Il se rend pour la première fois en Argentine en 2016, où il fait du bénévolat pour des associations locales. Il y retournera peu de temps après pour y vivre, et l’aventure Procens commencera alors. Le podcast retrace le parcours de ce Français qui a dit un jour « retrouver son enfant intérieur », porté par une envie de connexion avec lui-même, « avec la nature, et avec les autres », comme il l’explique.

 

Julien Laurençon et François Nolet
Julien Laurençon et François Nolet 

 

L’Argentine, grenier du monde et victime de la dégradation de la biodiversité

Cet entretien a également été pour Julien l’occasion de revenir sur l’Argentine, véritable « grenier du monde », champion de l’agriculture et de l’élevage bovin. Pourtant, cette productivité a un coût non-négligeable, en matière d’assèchement des sols et de perte de la biodiversité.

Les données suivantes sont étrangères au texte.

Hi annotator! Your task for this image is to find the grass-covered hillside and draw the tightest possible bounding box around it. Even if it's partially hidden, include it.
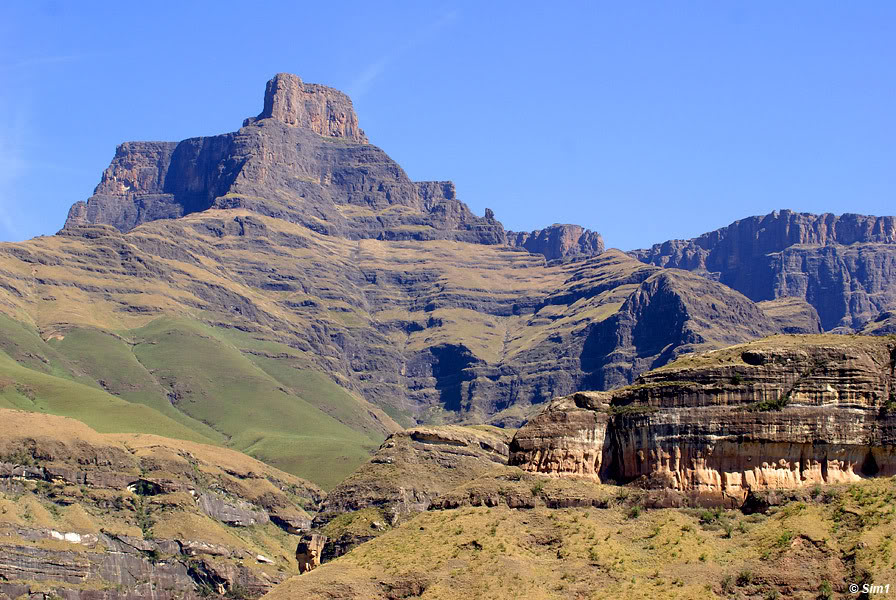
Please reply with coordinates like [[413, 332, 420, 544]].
[[0, 308, 396, 486], [266, 469, 896, 600], [0, 409, 324, 599]]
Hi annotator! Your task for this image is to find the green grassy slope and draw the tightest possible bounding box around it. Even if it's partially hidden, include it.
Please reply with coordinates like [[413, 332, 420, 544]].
[[0, 315, 397, 487], [0, 352, 209, 442], [126, 318, 382, 487]]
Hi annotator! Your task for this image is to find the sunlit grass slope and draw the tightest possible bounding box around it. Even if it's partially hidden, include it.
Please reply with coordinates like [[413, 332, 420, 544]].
[[0, 315, 388, 487]]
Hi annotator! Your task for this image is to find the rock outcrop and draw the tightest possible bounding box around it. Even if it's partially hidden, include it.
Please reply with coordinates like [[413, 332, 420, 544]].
[[0, 409, 324, 600], [631, 210, 896, 331], [507, 224, 604, 260], [510, 336, 896, 506], [243, 73, 368, 144], [296, 533, 327, 575], [65, 73, 506, 244]]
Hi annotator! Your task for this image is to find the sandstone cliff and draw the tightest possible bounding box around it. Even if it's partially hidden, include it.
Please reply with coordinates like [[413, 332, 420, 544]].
[[510, 336, 896, 506], [631, 210, 896, 331]]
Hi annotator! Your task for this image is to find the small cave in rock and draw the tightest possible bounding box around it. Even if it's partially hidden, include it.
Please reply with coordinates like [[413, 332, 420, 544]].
[[430, 344, 476, 411], [862, 451, 880, 477], [128, 479, 164, 496]]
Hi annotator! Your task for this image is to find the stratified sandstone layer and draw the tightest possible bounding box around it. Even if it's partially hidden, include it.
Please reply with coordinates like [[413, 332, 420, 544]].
[[510, 336, 896, 506], [631, 210, 896, 331]]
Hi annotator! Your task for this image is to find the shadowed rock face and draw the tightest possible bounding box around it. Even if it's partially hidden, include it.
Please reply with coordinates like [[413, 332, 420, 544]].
[[0, 409, 324, 600], [243, 73, 368, 144], [510, 336, 896, 506], [631, 210, 896, 331], [65, 74, 505, 244]]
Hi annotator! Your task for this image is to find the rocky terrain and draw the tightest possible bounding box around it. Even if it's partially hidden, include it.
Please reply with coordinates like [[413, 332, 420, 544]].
[[631, 210, 896, 332], [266, 474, 896, 600], [314, 425, 512, 560], [0, 410, 325, 599], [510, 335, 896, 507], [0, 74, 896, 600], [0, 75, 817, 487]]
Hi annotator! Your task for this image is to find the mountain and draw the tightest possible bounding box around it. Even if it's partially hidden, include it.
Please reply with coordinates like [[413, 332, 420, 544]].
[[0, 74, 792, 487], [510, 335, 896, 507], [0, 409, 325, 600], [631, 210, 896, 332]]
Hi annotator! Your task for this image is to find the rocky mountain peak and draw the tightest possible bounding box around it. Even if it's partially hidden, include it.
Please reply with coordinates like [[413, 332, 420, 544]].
[[244, 73, 368, 144], [507, 223, 604, 260]]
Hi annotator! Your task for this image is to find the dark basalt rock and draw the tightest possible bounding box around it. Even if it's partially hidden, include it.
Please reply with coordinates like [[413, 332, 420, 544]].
[[507, 224, 604, 260], [64, 73, 504, 244], [630, 210, 896, 331]]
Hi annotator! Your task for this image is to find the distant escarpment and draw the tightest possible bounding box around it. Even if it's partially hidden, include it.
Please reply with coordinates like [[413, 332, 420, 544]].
[[66, 73, 505, 244], [507, 224, 604, 260], [631, 210, 896, 332], [510, 335, 896, 506], [0, 409, 324, 600]]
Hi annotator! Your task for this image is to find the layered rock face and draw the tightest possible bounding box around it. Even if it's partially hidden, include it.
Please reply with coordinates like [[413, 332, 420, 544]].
[[507, 224, 604, 260], [243, 73, 368, 144], [314, 425, 511, 561], [510, 336, 896, 506], [65, 73, 505, 244], [631, 210, 896, 331], [0, 409, 324, 600]]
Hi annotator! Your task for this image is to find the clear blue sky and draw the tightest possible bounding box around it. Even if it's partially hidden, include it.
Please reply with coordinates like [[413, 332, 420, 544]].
[[0, 0, 896, 249]]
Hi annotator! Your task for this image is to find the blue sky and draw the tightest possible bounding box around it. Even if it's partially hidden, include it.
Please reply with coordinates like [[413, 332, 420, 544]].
[[0, 0, 896, 249]]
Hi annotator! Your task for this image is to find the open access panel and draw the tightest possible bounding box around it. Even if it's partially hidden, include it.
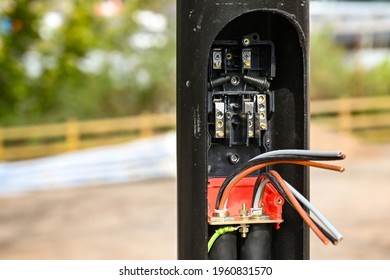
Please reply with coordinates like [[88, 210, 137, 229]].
[[177, 0, 344, 259]]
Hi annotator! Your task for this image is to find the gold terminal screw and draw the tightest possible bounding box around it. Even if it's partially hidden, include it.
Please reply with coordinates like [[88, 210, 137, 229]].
[[217, 131, 225, 138]]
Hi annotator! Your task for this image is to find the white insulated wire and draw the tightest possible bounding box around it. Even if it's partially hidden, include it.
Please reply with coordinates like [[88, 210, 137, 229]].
[[283, 180, 343, 242], [249, 149, 345, 161]]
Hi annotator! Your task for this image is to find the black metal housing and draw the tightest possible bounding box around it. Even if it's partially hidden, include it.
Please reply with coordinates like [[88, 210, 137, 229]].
[[177, 0, 309, 259]]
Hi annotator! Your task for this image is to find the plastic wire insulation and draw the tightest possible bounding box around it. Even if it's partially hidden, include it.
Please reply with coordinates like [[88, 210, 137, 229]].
[[215, 160, 344, 210], [249, 149, 345, 161], [207, 226, 238, 252], [284, 180, 343, 242], [266, 173, 338, 245], [216, 152, 343, 208], [252, 177, 270, 208], [269, 170, 329, 245]]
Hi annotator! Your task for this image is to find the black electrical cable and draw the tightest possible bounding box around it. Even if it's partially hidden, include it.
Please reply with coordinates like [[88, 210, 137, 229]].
[[265, 173, 338, 245], [215, 150, 345, 209]]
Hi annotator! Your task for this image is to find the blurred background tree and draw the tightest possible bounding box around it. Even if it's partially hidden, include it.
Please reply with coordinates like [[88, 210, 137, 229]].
[[0, 0, 390, 125], [0, 0, 176, 125]]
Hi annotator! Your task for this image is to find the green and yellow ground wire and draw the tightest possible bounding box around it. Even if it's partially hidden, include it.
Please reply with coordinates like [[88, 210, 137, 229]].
[[207, 226, 239, 252]]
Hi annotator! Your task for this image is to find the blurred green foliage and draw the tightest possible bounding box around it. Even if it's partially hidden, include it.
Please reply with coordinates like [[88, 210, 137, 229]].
[[310, 29, 390, 99], [0, 0, 390, 125], [0, 0, 176, 125]]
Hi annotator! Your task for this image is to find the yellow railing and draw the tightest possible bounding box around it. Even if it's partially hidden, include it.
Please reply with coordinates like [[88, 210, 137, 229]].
[[310, 96, 390, 142], [0, 96, 390, 160], [0, 113, 176, 160]]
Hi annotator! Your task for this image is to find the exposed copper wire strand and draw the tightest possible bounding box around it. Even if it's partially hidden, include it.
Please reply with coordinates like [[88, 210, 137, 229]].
[[269, 170, 329, 245], [217, 160, 344, 210]]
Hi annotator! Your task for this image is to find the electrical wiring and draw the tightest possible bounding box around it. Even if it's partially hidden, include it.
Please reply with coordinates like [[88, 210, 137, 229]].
[[216, 149, 345, 206], [252, 174, 270, 208], [215, 160, 344, 210], [207, 226, 239, 252], [249, 149, 345, 161], [269, 170, 330, 245], [256, 173, 338, 245], [284, 180, 343, 242], [252, 173, 343, 245]]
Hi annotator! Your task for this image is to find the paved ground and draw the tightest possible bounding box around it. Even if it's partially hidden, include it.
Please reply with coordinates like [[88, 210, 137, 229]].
[[0, 123, 390, 259]]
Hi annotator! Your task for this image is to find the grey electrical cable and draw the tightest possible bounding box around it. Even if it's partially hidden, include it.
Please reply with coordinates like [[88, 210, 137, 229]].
[[284, 180, 343, 242], [249, 149, 345, 161], [253, 179, 270, 208]]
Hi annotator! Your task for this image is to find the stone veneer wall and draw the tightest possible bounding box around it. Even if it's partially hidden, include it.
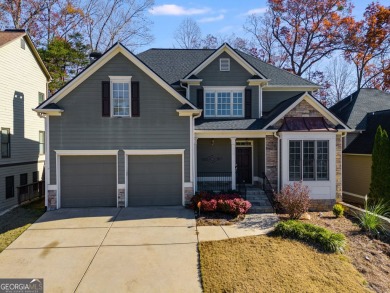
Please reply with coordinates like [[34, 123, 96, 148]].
[[336, 134, 343, 202], [118, 188, 126, 208], [47, 190, 57, 211], [265, 135, 279, 190]]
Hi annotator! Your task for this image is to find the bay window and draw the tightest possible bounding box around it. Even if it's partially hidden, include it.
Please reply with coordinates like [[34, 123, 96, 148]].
[[204, 87, 244, 117], [289, 140, 329, 181]]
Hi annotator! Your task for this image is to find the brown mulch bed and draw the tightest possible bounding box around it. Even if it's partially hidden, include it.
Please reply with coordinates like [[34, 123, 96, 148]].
[[196, 212, 245, 226], [282, 212, 390, 292]]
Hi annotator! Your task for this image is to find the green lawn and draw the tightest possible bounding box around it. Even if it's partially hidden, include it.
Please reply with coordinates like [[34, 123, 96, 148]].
[[0, 198, 45, 252]]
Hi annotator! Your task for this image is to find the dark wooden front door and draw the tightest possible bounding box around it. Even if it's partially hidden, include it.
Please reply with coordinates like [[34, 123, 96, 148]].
[[236, 147, 252, 184]]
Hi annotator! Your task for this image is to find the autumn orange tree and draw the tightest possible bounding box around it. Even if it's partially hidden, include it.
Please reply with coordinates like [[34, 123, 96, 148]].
[[344, 2, 390, 90], [268, 0, 352, 76]]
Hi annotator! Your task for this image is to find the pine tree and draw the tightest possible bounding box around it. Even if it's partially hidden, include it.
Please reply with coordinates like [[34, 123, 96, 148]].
[[370, 125, 390, 201]]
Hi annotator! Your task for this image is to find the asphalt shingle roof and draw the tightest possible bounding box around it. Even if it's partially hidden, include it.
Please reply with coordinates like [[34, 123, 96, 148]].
[[195, 93, 303, 130], [0, 31, 26, 47], [137, 49, 317, 86], [343, 110, 390, 154], [329, 88, 390, 130]]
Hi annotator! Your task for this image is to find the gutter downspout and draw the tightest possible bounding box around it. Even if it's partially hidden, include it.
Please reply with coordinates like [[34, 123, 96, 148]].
[[191, 112, 202, 193], [274, 132, 281, 193]]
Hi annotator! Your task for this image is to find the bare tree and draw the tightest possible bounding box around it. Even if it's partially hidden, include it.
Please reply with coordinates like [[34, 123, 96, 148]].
[[84, 0, 154, 51], [174, 17, 202, 49], [243, 13, 288, 68], [326, 57, 356, 104]]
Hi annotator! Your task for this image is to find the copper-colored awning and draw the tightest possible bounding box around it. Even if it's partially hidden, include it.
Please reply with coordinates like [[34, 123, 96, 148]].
[[279, 117, 337, 132]]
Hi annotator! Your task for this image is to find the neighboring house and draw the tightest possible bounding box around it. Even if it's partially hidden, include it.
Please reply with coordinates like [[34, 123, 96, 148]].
[[330, 88, 390, 203], [329, 88, 390, 148], [343, 109, 390, 203], [35, 43, 349, 209], [0, 30, 50, 211]]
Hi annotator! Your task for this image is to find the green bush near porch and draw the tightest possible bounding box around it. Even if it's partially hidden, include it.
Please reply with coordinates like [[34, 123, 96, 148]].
[[273, 220, 346, 252]]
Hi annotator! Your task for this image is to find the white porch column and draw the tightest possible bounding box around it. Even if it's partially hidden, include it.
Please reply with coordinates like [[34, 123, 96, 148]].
[[230, 137, 236, 190], [193, 136, 198, 192]]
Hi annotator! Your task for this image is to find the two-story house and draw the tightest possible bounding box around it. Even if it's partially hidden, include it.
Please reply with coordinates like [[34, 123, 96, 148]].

C’est cette envie de contribuer à l’inversion de la balance qui anime Julien.

Pour l’instant, les deux partenaires n’ont pas exploré toutes les pistes possibles. « La larve vivante peut être commercialisée, car beaucoup d’animaux s’en nourrissent », explique Julien, avant de poursuivre : « Il y aurait aussi la possibilité de l’alimentation humaine, mais nous avons décidé de ne pas commencer par cela ».

A l’arrivée, le bilan est impressionnant : « En deux semaines, pour chaque tonne de déchets, nous obtenons 250 kilos de larves fraîches et 400 kilos de matière biodégradée », conclue-t-il.